Fraternal Greetings:

I am a PM of Eloy Lodge #46, Eloy Arizona. Do cowboy action shooting and we have a group within that sport who are Masonic Cowboys. Some of us where a replica of the Jewel as worn by Bro. Buck Taylor in the movie Tombstone. 

We just returned back from vacation and I visited the Grand Lodges in Sydney and Perth. Both places they treated my lady and I very nice. Also I attended a Lodge meeting in Hong Kong. This was a Lodge chartered under the Grand Lodge of Scotland. What a great experience!

I am now retired and hope to visit many more Lodges around the USA and world. 

DDWW


----------



## Brent Heilman (Mar 14, 2013)

Welcome to the forums Brother.


----------



## flttrainer (Mar 14, 2013)

Welcome brother 


Freemason Connect Premium App


----------



## Bro. Stewart P.M. (Mar 14, 2013)

Welcome to the Community!!


----------



## Ashlar76 (Mar 14, 2013)

Welcome, hope you enjoy the forums.


Freemason Connect Premium App


----------



## DJGurkins (Mar 15, 2013)

Welcome and enjoy the brotherhood. 

Freemason Connect Premium App


----------



## Roy Vance (Mar 16, 2013)

Welcome, Brother. I hope you enjoy the Brotherhood.


----------



## KSigMason (Mar 16, 2013)

Welcome aboard.

Freemason Connect Premium App


----------



## Cblack (Mar 16, 2013)

Welcom Brother!

Freemason Connect Premium App


----------



## Brother JC (Mar 17, 2013)

Welcome, Brother!


----------



## Bill Hosler (Mar 17, 2013)

Welcome Worshipful 


Freemason Connect Premium App


----------



## RHS (Mar 17, 2013)

Welcome! Woah cowboy action shooting! Too cool.

Are you having trouble finding ammunition these days with this shortage or do y'all reload your own rounds? 


RHS

Freemason Connect Premium App


----------



## DDWW (Mar 18, 2013)

I hand load and have enough components to last the year. I know ammo is real hard to find. I stocked up on many calibers  I shoot last year.

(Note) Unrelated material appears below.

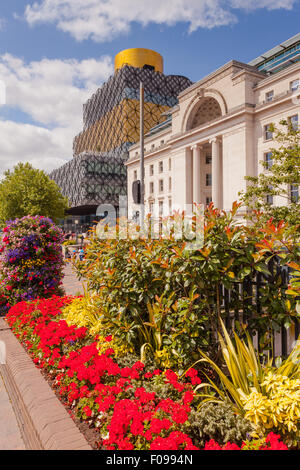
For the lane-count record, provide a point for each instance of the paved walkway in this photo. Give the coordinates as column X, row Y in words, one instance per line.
column 71, row 284
column 10, row 434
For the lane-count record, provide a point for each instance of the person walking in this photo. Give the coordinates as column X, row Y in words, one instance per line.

Didn't know I had such foresight.

My alias here is DDWW, which stands for my cowboy name; Dirty Dancing With Wolves.

DDWW




Freemason Connect Premium App


----------



## DDWW (Jun 25, 2013)

Hi folks:

We had 25 jewels (like the one worn in Tombstone)made up in pewter. They look very nice and cost is a lot less than the gold ones we sold previously.



DDWW
Eloy 46
Eloy, Az


----------



## barofdeath (Jul 3, 2013)

Welcome! Arizona is beautiful.  I lived in mesa in the 90s.


----------



## dfreybur (Jul 3, 2013)

Folks who start in the north and travel out of the snow are called snowbirds.  You start in the south and travel into the snow.  Welcome to the forum "sunbird" brother DDWW!


----------



## JTM (Jul 7, 2013)

Welcome to the boards.  Feel free to write any stories/lessons you have learned and submit them as articles.  We would love to have them as "promotable" articles.  They sound promising.


----------